2-2) CTC-derived organoid platform
Due to the rarity of circulating tumor cells (CTCs), functional analyses are inherently limited. To address this challenge, we establish CTC-derived organoid (CDO) models by culturing CTCs under three-dimensional conditions.
These organoid models are utilized to assess anti-cancer drug responses, investigate mechanisms of drug resistance, and analyze tumor phenotypic plasticity. Ultimately, this research aims to establish a patient-specific therapeutic platform that integrates CTC isolation, organoid generation, and drug screening.
2-3) Platelet immune profiling
Platelets are key regulators of the tumor microenvironment and immune responses. We aim to identify novel liquid biopsy biomarkers associated with immunotherapy response by profiling platelet-associated immune markers.
Using flow cytometry, we analyze platelet activation markers, immune checkpoint–related molecules, and markers involved in immune interactions and co-stimulation. These approaches allow us to investigate the relationship between platelet characteristics and immune cell activation, as well as their impact on anti-tumor immunity.
2-4) Plasma biomarkers for neurodegenerative diseases
Our research focuses on the early detection and risk assessment of neurodegenerative diseases through the use of blood-based biomarkers. In particular, we analyze plasma biomarkers that reflect the pathological alterations associated with Alzheimer’s disease.
In addition, we leverage protein and nucleic acid information derived from plasma extracellular vesicles to enable more comprehensive and high-resolution characterization of the molecular features of neurodegenerative diseases.
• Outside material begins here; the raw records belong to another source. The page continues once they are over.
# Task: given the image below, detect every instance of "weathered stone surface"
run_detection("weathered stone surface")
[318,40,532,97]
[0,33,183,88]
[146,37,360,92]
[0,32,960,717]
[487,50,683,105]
2-5) Circulating fetal cell-based prenatal diagnostics
Our research focuses on developing next-generation non-invasive prenatal diagnostic technologies using circulating fetal cells (CFCs) derived from maternal blood. To address the limitations of conventional cfDNA-based assays, particularly maternal DNA contamination, we selectively isolate fetal cells and perform single-cell genomic analyses.
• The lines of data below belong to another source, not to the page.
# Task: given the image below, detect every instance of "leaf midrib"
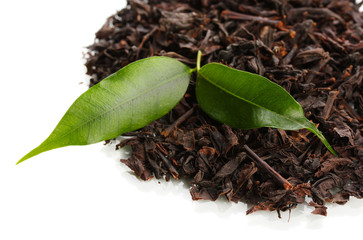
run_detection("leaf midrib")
[44,72,187,146]
[198,71,306,128]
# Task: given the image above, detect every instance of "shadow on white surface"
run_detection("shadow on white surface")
[103,141,363,227]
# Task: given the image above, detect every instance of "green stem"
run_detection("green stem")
[197,50,202,72]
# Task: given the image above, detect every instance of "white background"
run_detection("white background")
[0,0,363,240]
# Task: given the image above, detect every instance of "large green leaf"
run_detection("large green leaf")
[18,57,192,163]
[196,63,336,154]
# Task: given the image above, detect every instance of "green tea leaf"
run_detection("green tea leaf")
[18,57,192,163]
[196,63,336,155]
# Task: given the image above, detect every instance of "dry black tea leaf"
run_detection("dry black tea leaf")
[86,0,363,215]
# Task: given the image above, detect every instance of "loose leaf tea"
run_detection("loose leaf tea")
[21,0,363,218]
[18,52,335,163]
[196,63,335,153]
[18,57,191,163]
[86,0,363,215]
We aim to establish a next-generation non-invasive prenatal diagnostic platform by integrating microfluidics-based cell isolation, antibody-based cell selection strategies, and single-cell genomic profiling.
3. Clinical Research
Our research focuses on evaluating the clinical utility of liquid biopsy–based biomarkers through diverse clinical cohort studies by integrating blood-based molecular markers with patient clinical information. Through this approach, we aim to elucidate their associations with disease recurrence, therapeutic response, and clinical outcomes.
3-1) HER2-positive locally advanced breast cancer pCR study
Our research involves a prospective pilot study in patients with HER2-positive locally advanced breast cancer receiving neoadjuvant chemotherapy. Circulating tumor cells (CTCs) are longitudinally measured in blood samples obtained before and during treatment, and their association with pathologic complete response (pCR) is investigated.
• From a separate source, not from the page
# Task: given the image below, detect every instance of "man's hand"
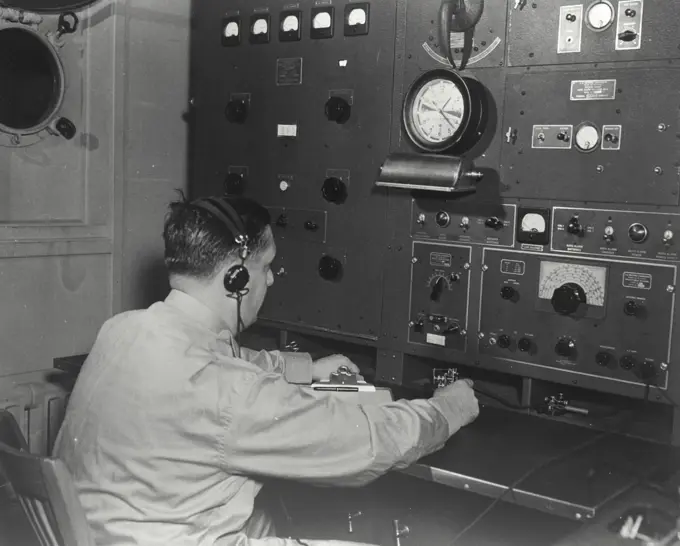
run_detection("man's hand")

By integrating CTC enumeration and phenotypic profiles with clinical data, we assess their predictive value for pCR. Ultimately, this study aims to validate the potential of CTCs as biomarkers for treatment response monitoring and clinical application.
3-2) Ongoing and planned liquid biopsy studies
Our research focuses on evaluating the clinical utility of liquid biopsy–based biomarkers across various cancer types through clinical studies. We are further expanding our efforts in predicting treatment response, identifying biomarkers associated with treatment-related toxicity and clinical deterioration, and analyzing tumor heterogeneity and therapeutic resistance.
Future studies will employ an integrated liquid biopsy approach that enables the simultaneous analysis of multiple liquid biopsy components from a single blood specimen, facilitating longitudinal monitoring of molecular alterations throughout cancer treatment.